Companies with excess cash often invest those funds in other businesses' stocks or bonds. They decide whether they want to hold those securities for many years or for a few months. "Available-for-sale securities" refer to stocks or bonds the company purchased with the intention of selling whenever it needed cash. This approach can provide the company a higher return on its investment and the flexibility of cash. At the end of each period, companies calculate the fair market value of these securities and record this adjustment as an unrealized gain or loss. The unrealized gain or loss affects the company’s accumulated other comprehensive income, a component of stockholders' equity.
1. Read the most recent balance sheet. Find the value of the available-for-sale securities from the assets section. This equals the book value of the securities.

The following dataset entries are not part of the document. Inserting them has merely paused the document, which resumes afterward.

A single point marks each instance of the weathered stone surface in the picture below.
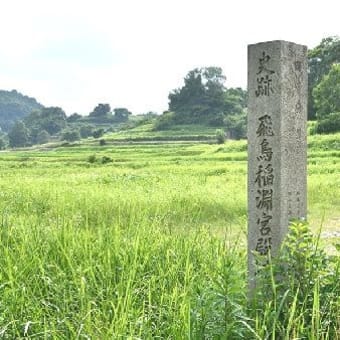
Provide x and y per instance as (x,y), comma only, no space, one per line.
(277,144)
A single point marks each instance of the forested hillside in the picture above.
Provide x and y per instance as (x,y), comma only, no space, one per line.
(14,106)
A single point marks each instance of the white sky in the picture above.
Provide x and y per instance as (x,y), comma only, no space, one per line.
(132,53)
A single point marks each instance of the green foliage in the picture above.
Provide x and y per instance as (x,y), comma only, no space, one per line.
(18,136)
(220,136)
(101,110)
(150,244)
(97,133)
(328,124)
(236,125)
(92,158)
(298,293)
(165,121)
(15,106)
(51,119)
(327,93)
(121,114)
(73,118)
(86,130)
(203,98)
(70,135)
(43,137)
(3,143)
(320,61)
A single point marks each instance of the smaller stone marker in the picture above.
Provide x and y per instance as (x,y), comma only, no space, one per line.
(277,145)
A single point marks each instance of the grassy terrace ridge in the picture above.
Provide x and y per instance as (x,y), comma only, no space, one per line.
(134,241)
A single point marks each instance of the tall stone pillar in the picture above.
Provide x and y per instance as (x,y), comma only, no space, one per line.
(277,145)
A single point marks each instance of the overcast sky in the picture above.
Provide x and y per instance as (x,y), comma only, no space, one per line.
(132,53)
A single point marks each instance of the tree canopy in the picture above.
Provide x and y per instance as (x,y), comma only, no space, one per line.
(327,93)
(204,97)
(320,61)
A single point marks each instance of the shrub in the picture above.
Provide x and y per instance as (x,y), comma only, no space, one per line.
(97,133)
(298,292)
(327,124)
(220,136)
(106,159)
(164,122)
(70,135)
(92,159)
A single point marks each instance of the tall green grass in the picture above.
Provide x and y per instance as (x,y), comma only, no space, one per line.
(151,245)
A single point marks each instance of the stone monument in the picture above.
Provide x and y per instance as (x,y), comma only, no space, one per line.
(277,145)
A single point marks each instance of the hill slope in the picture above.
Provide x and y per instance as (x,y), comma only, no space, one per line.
(14,106)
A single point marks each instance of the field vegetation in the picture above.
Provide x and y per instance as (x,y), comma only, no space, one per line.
(148,241)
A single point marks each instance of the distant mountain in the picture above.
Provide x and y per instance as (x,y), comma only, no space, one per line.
(14,106)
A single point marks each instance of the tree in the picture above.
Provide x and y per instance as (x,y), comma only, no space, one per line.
(86,130)
(73,117)
(18,136)
(3,143)
(51,119)
(42,137)
(236,125)
(70,135)
(327,93)
(320,61)
(204,98)
(121,114)
(101,110)
(97,133)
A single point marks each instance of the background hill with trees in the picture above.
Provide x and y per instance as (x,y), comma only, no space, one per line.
(203,102)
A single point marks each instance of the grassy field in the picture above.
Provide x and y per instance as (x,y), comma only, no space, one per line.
(136,241)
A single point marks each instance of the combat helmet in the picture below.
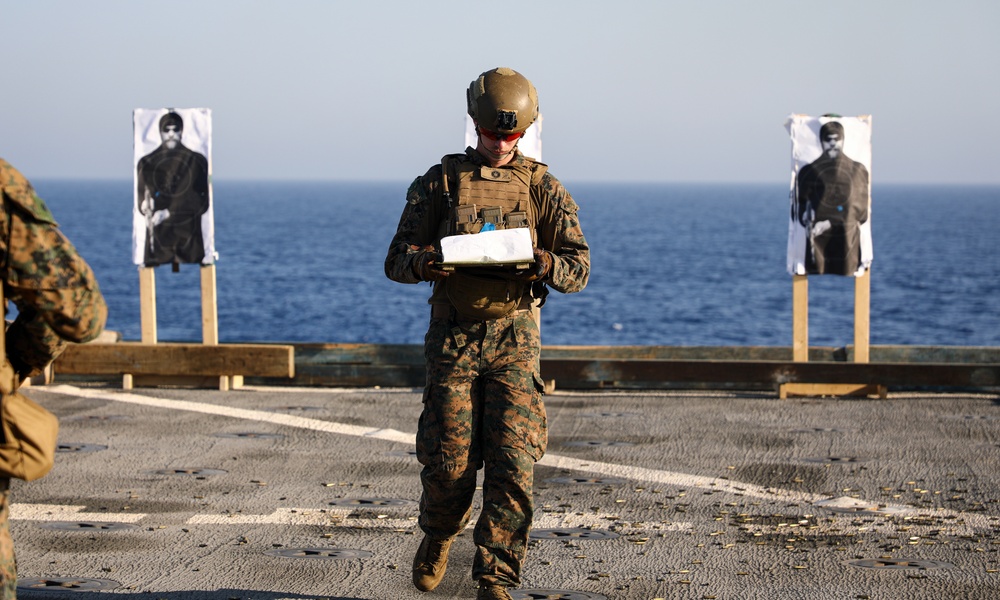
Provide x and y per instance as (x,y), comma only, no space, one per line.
(503,100)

2. Log onto a website where daily stock and bond prices are reported. Look up the available-for-sale security you own. Find the closing price for the last day of the period.
3. Multiply the closing price by the number of shares in the securities you own. This equals the fair market value of those securities at the end of the period.
4. Subtract the book value of the securities from the fair market value, if the fair market value exceeds the book value. The difference is the gain in value.
5. Subtract the fair market value of the securities from the book value, if the book value exceeds the fair market value. This equals the loss in value.
- A company realizes a gain or loss when it sells the security. The value of the security changes whether or not the company sells the security. An "unrealized" gain or loss refers to a change in the value of the security not recognized through a sale. The company records the unrealized gain or loss to reflect the change in value. This change in value appears on the company’s income statement and balance sheet.